Katlyn Addison does a piqué arabesque onstage, hands on hips with her chin lifted confidently. She wears a long, flowing yellow–red watercolor dress and pointe shoes.
Katlyn Addison in Val Caniparoli’s Lamarena. Photo by Beau Pearson, courtesy Ballet West.

Tell us about the concept behind There Were TWO. How does the choreography convey the theme visually?

When Jonathan told me that his inspiration was the story of Hercules, I didn’t want to make it really literal. I feel like my main vision was wanting the audience to have an emotional response, and that they could be carried through the journey with me. In the beginning, when I started piecing together this ballet, I thought I would have Hercules as a principal character, and then I would also have his mother. But then, as I started piecing it together, I thought, Wait a minute, Hercules had many relationships before he got where he was supposed to be, and I tried to portray that with this piece. So that’s how it’s evolved. The first section is a mortal relationship, as if it’s contemporary people. And then the music shifts. There are Hercules and a goddess character in the second half, and it makes you feel like you’re in another world—you’re not here on Earth. The third featured couple that appears represents a passing relationship, almost like the leaves falling.

In addition to working with composer Jonathan Sanford on There Were TWO, you also joined forces for Poems, a new work for Bayou City Ballet that debuted on May 19. What has it been like to collaborate with Sanford?

This is my second time working with him. I’ve really enjoyed working with a younger composer. Collaborating with me was his first time creating for a ballet choreographer, so it’s been a great collaboration with the two of us since I’m still trying to find my voice. He’s also been really willing to send me little mock-ups and demos, and then the two of us will expand on whatever sound and noise we feel we would like to work with. 

A male and a female dancer rehearse a pas de deux in a mirrored studio as three people watch at the front of the room, including Katlyn Addison (far left). The female dancer, on pointe, extends her right leg devant and holds hands with her partner, who reaches to her in a deep lunge.
Momoka Matsui and Márcio Teixeira. Photo by Motoki Kohiruimak, courtesy Ballet Jörgen.

Tell us about the rehearsal process so far. Anything you’ve learned?

The rehearsal process was amazing. It was my second time ever going to a company and not knowing the dancers at all. The dancers were really lovely. They were so easy and eager to work with and collaborate with me. I was there for two or three weeks—and they were actually on tour performing Cinderella. So they were on with me for three days, on tour one day, then back with me one day, and then on tour another two days. It was cool to see how quick these dancers were and how they were able to be so in the moment.

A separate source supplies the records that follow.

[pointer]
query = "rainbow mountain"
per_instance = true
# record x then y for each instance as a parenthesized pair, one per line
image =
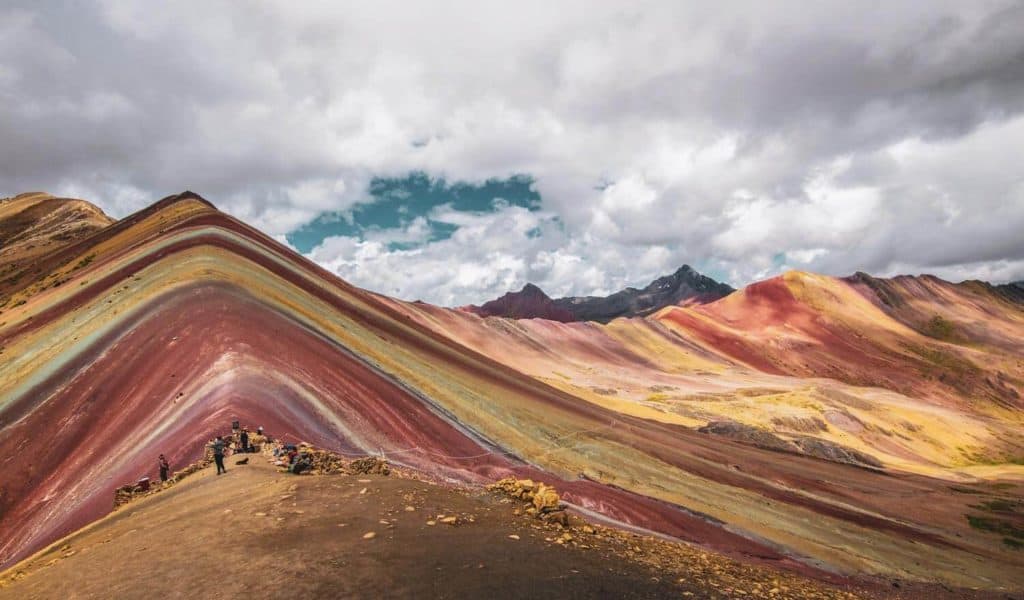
(851, 427)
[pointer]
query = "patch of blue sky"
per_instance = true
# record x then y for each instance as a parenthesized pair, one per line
(395, 203)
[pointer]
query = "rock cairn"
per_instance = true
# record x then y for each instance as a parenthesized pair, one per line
(541, 500)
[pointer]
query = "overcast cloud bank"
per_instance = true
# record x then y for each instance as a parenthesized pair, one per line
(740, 139)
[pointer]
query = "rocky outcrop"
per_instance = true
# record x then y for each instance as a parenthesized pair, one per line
(683, 287)
(805, 444)
(530, 302)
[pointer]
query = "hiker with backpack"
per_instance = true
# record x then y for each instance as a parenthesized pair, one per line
(218, 454)
(164, 468)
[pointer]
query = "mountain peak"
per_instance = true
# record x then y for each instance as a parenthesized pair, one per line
(683, 286)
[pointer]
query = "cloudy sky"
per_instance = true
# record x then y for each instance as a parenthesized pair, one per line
(451, 152)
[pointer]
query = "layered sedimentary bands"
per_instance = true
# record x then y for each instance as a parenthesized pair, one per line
(856, 427)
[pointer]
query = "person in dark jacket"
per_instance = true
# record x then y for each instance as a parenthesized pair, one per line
(218, 454)
(164, 468)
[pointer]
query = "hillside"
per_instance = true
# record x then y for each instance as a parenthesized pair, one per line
(275, 534)
(796, 421)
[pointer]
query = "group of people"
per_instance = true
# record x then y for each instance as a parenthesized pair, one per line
(221, 446)
(246, 443)
(289, 456)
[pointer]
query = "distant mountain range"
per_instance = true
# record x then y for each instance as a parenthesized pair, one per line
(683, 287)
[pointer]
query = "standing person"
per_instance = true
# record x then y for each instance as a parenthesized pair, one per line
(164, 468)
(218, 454)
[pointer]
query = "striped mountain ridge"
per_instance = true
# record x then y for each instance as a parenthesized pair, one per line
(146, 335)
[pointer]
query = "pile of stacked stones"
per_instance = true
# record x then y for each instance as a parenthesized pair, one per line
(543, 501)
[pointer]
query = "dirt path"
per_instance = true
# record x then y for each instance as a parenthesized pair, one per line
(255, 532)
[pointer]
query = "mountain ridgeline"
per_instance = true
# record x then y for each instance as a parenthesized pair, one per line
(683, 287)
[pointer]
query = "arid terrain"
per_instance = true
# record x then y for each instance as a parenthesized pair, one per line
(853, 431)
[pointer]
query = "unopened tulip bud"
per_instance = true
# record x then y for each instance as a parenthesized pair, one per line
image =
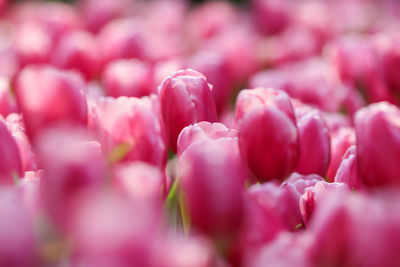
(186, 98)
(203, 130)
(378, 144)
(314, 142)
(47, 96)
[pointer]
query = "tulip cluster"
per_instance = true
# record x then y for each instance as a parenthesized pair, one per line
(167, 134)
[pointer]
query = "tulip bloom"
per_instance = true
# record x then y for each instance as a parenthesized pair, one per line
(348, 170)
(72, 162)
(269, 143)
(212, 178)
(10, 160)
(47, 96)
(201, 131)
(186, 98)
(378, 144)
(314, 142)
(342, 139)
(132, 125)
(309, 201)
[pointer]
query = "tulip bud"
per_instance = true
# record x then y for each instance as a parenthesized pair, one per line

In addition to preparing for the premiere of There Were TWO, you also just wrapped up Ballet West’s 2022–23 season. Has choreographing given you any new insights into dancing, or have any of the roles you’ve performed provided inspiration for your choreography?

Yes, it definitely all intertwines: dancing, choreographing, and teaching. I find that choreographing has allowed me to realize that being vulnerable as you’re dancing is so important. As a choreographer, having a dancer who is unafraid to completely give herself, himself, or themself to the movement is amazing because then I feel like I can really create with them, and I feel like they’re completely invested. I’ve realized that I can continue to try to do that as a dancer, as well, so that I am allowing myself to be completely vulnerable within the role. When I do that, it feels good, and it allows me to be innovative within the steps.